What’s worse, the screening for which the Australian Christian Lobby was issuing invitations is a fundraiser for Women’s Forum Australia, “an independent women’s think-tank” founded by Melinda Tankard Reist, which claims to advocate for “women’s health and wellbeing”.
Of their 10 published news items, three were anti-abortion, six were about adoption (with a focus against same-sex parents adopting) and one was advocating against surrogacy. Their two events are the Hush screening and a Pregnancy Support Awards for services that persuade women against abortion.
Tankard Reist has long resisted publicly declaring any link to faith-based organisations, but the links between her, the organisations she’s founded, and right-wing Christian groups are difficult to ignore.

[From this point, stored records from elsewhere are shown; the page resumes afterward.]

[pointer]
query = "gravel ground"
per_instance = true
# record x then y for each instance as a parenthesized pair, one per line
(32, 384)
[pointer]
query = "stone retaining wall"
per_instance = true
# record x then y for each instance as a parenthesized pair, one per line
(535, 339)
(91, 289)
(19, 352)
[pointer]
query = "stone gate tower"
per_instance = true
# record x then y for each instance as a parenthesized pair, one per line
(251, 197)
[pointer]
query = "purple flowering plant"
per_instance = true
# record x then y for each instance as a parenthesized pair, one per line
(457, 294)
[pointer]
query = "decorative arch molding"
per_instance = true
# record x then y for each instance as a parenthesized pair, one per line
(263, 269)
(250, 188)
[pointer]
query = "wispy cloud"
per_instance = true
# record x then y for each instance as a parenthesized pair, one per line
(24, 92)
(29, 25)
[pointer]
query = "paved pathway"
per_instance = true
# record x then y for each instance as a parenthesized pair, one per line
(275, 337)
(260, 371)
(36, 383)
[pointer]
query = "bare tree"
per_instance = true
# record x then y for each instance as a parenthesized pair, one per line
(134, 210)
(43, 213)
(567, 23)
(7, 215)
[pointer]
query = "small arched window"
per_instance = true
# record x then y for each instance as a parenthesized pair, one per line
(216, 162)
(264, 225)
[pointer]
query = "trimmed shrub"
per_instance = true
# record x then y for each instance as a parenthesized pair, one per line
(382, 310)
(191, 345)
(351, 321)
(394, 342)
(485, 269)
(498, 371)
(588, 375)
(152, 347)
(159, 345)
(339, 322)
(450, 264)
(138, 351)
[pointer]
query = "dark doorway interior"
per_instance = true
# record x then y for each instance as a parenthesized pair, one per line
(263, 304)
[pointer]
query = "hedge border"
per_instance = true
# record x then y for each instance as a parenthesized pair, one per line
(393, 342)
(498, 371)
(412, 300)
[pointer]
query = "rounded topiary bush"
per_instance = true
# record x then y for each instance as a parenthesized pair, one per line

While faith is certainly a personal matter that no private individual should ever be obliged to disclose, it is relevant to public advocacy. Women’s Forum Australia has every right to argue against abortion if they choose to, but peddling dangerous misinformation under the guise of “balance” and “science”, and hiding a faith-based agenda behind an alleged concern for women’s health, demands some investigation and response.
ACL’s invitation to the event was forwarded to Fairfax Media and came directly from Dan Flynn, the Victorian Director of ACL. Kristan Dooley, the contact provided on the event information, confirmed to Fairfax Media that the event is a fundraiser for Women’s Forum Australia.
The ACL is very clear on its purpose, as stated on its website it is “seeking to bring a Christian influence to politics”. If the ACL is promoting a fundraiser, it would be unlikely to do so without some faith-based or ideological alignment with the beneficiaries.
Pseudoscience and discredited conspiracy theories do nothing for the anti-abortion cause. Using such things to raise funds for further advocacy is egregiously unethical.
If these are the best arguments they can make for an ideological crusade against a legal medical procedure that saves women’s lives, they desperately need to rethink their strategy.
And in the meantime, Australian women can rest assured that if they require an abortion, the procedure is safe, legal (in most states) and entirely a matter for each individual to decide.